Last year Ari Aster’s debut feature film “Hereditary” was released. The film – chilling, hypnotic, and oozing with dread (not to mention an incredible lead performance from Toni Collette) – instantly became a hit with both horror fans and the art-house crowd, leaving viewers ravenous for more from the director. His sophomore feature, “Midsommar,” is finally upon us.



Florence Pugh plays Dani, a young woman whose close-knit family is currently experiencing some familial problems. Dani’s boyfriend, Christian (Jack Reynor), has grown tired of dealing with her but doesn’t have the guts to break off their relationship, something his friends – Josh (William Jackson Harper), Pelle (Vilhelm Blomgren), and Mark (Will Poulter) – encourage him to do.



The film’s prologue plays out in the desolate, dead of winter as the film’s ominous soundtrack (the orchestral score by The Haxan Cloak is perhaps the best part of the movie) envelops the viewer in Dani’s sense of dread as she worries about her bipolar sister. The casting is spot on, Pugh is fantastic as usual and Reynor does a great job playing her wishy-washy, spineless boyfriend. Aster builds up the dynamic between the characters, laying a layer of insecurity for Dani and Christian’s strained relationship (something the already stressed Dani knows nothing about) that comes into play later on, as Dani experiences a devastating emotional blow, something that leaves her in a deep depression and causes the reluctant Christian to continue their relationship. Unbeknownst to Dani, Christian and his friends are going to Sweden. The trio – Christian, Josh, and Mark – has been invited by Pelle to visit his commune while they perform their Midsommar festivities, an event that occurs every ninety years. Shocked to learn of their trip right before it happens, Dani is invited to tagalong by Christian.



The wide-open, green, and sunny Swedish countryside that Dani now finds herself in is a stark juxtaposition to the claustrophobic, bleak, and snow-filled prologue. But the touring Americans don’t find themselves in a leisurely getaway. Instead, stuck in a locale where they don’t know the customs or the language, the cheery landscape starts to entrap them.



Cinematographer Pawel Pogorzelski does an excellent job of shooting the film. The prologue is dark and confined and shadow-filled before the story is shifted to Sweden. There, the photography is often overblown, the cast shot in wide shots that allow the viewer to soak in the greenery of the commune and its odd architectural structures.



Many will note the similarities of Aster’s “Midsommar” to Robin Hardy’s 1973 horror hit “The Wicker Man,” recently remade in 2006 starring Nicolas Cage. Though their specifics are different, it’s obvious that Aster was inspired by Hardy for his newest film. As a result, “Midsommar” is a movie that ultimately feels like one you’ve already seen despite Aster’s insertion of some slightly xenophobic commentary. Its character arcs and storyline are predictable with its end result all too transparent.

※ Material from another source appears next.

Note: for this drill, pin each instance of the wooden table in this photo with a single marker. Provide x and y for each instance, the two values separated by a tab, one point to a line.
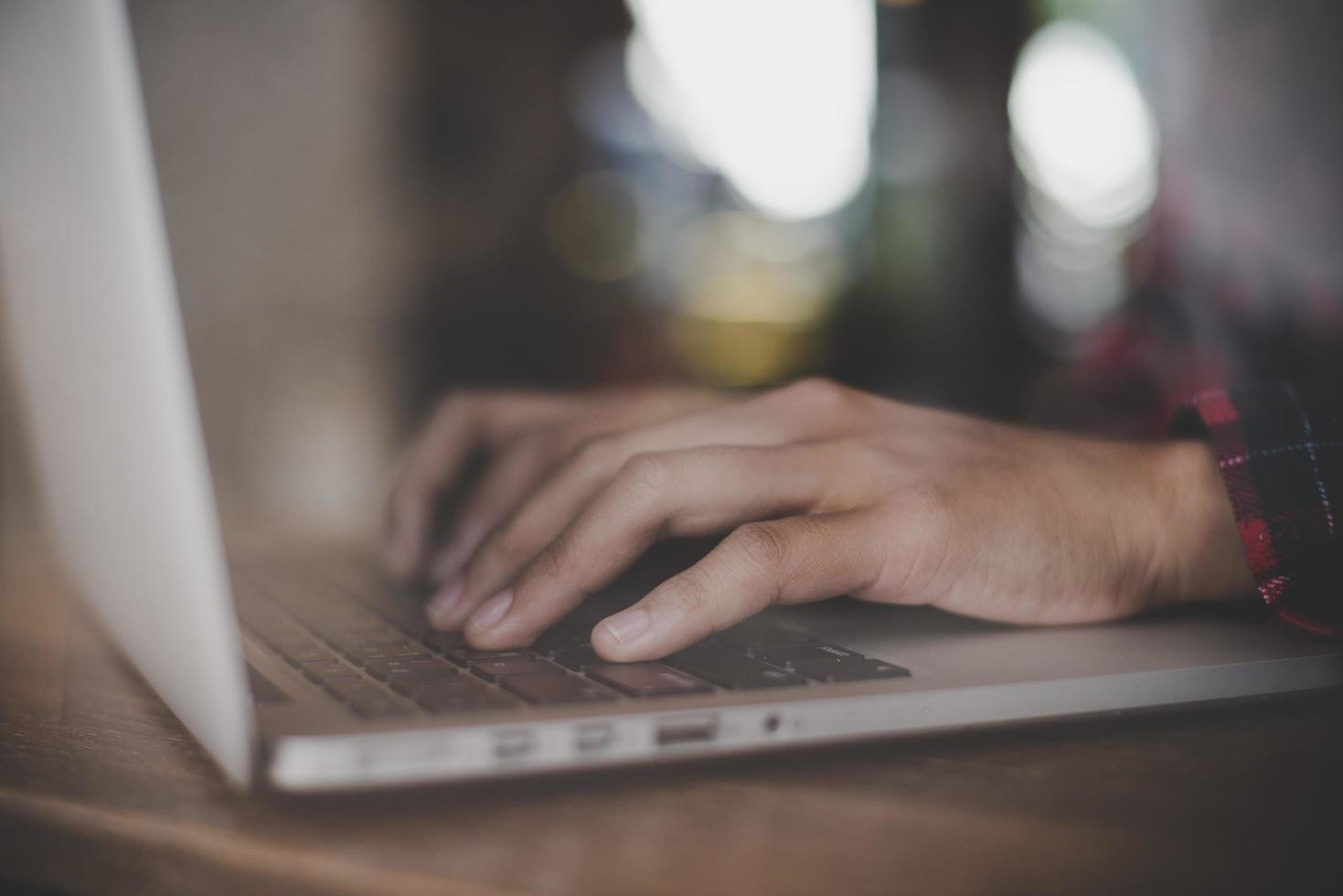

Like “Hereditary,” “Midsommar” goes for a slow-moving approach to its terror. The narrative, purposefully paced (to its own detriment) and overly long, crawls its way to its inevitable and predictable conclusion. At a runtime of nearly two and a half hours, Aster’s movie edges on the side of self-indulgence. The same story could have been told in a shorter timeframe, though part of this reaction could be the result of having to deal with rude viewers who couldn’t sit quietly through the movie.



“Midsommar” is a film that general audiences are going to have a hard time sitting through. It’s best to think of it like a drama with horror elements rather than an outright horror movie. It’s definitely worth seeing but perhaps best to hold off for a home viewing without distractions. Aster is creating a mood here and the mood can be easily broken by the wrong audience.